As a young child I remember listening, with an admittedly limited comprehension but with sufficient understanding to feel a combination of respect and intrigue, to my family members as they discussed the many exploits of my grandpa, who had retired, bought himself a mobile home, and begun travelling the country apparently solely to visit as many spas as possible, which was a really just a mechanism for hooking up with as many older women as possible. I remember he married three or four times, I think, since he turned sixty.
The interesting thing to me as a child, and still today, is that my family members always seemed to exercise this special moral code in their consideration of his actions. Whereas were it anyone else they would have judged, condemned, and generally mentioned not a few religious platitudes--for whatever reason what my grandpa did was somehow admirable in their sight.
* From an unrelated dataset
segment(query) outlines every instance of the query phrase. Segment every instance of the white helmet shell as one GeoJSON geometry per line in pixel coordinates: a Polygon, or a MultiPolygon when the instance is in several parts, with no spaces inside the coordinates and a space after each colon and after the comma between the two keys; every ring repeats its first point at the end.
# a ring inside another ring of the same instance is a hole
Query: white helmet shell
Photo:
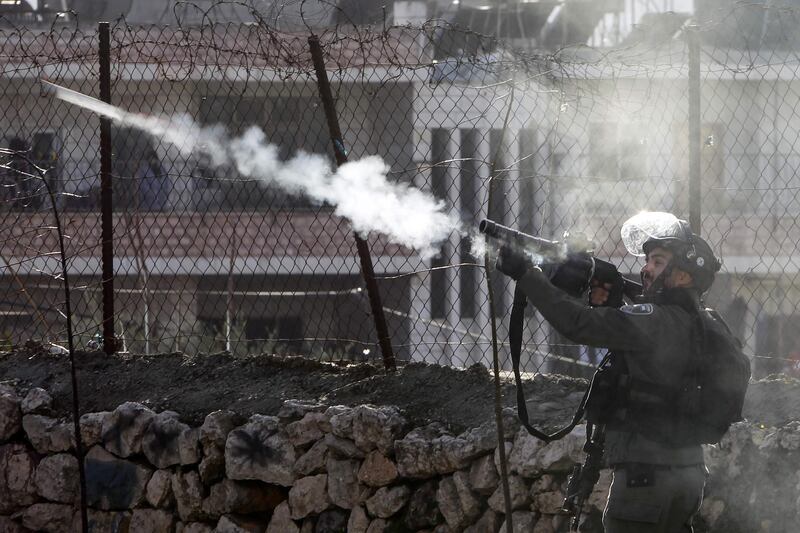
{"type": "Polygon", "coordinates": [[[672,213],[643,211],[622,225],[622,243],[631,254],[642,257],[644,243],[650,239],[670,237],[682,238],[685,230],[681,221],[672,213]]]}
He was, "making the best of his time," "filling his last days with happiness"; and so on and so forth.
For my family members, the satisfaction of their own desires was a matter of severe religious taboo; being part of a conservative religious culture as they were. As a child I was strictly indoctrinated in the religious decree of abstinence in all things, the mandate against desire. Yet apparently, given the above example, I knew even as a young child that there was a limit, even to this taboo. The onset of death, this was a spectre even more terrifying to them than the scorn of their society; and so they recognized that my grandpa had passed out of the domain within which they dwelt, into a special domain lacking their rules.
A friend of mine said to me the other day, "I don't appreciate temptation." (She was not referring to me, just to be clear.) I thought about that statement for a while. Temptation is only desire masked by the veil of social taboo. Of course, her statement was a negative, meaning "I take offense at temptation," not merely a neutrality. I however would say "I appreciate desire in all its forms," and it seems that as I grow older, I even hold a special appreciation for temptation, for it is desire that battles against our limitations, that entices us to throw aside our fears and embrace the joys of life, while we yet have time to do so.
So, I suppose I would say to those who read this, perhaps you should embrace the temptations around you, rather than fleeing them. There may be a day when you wish you had.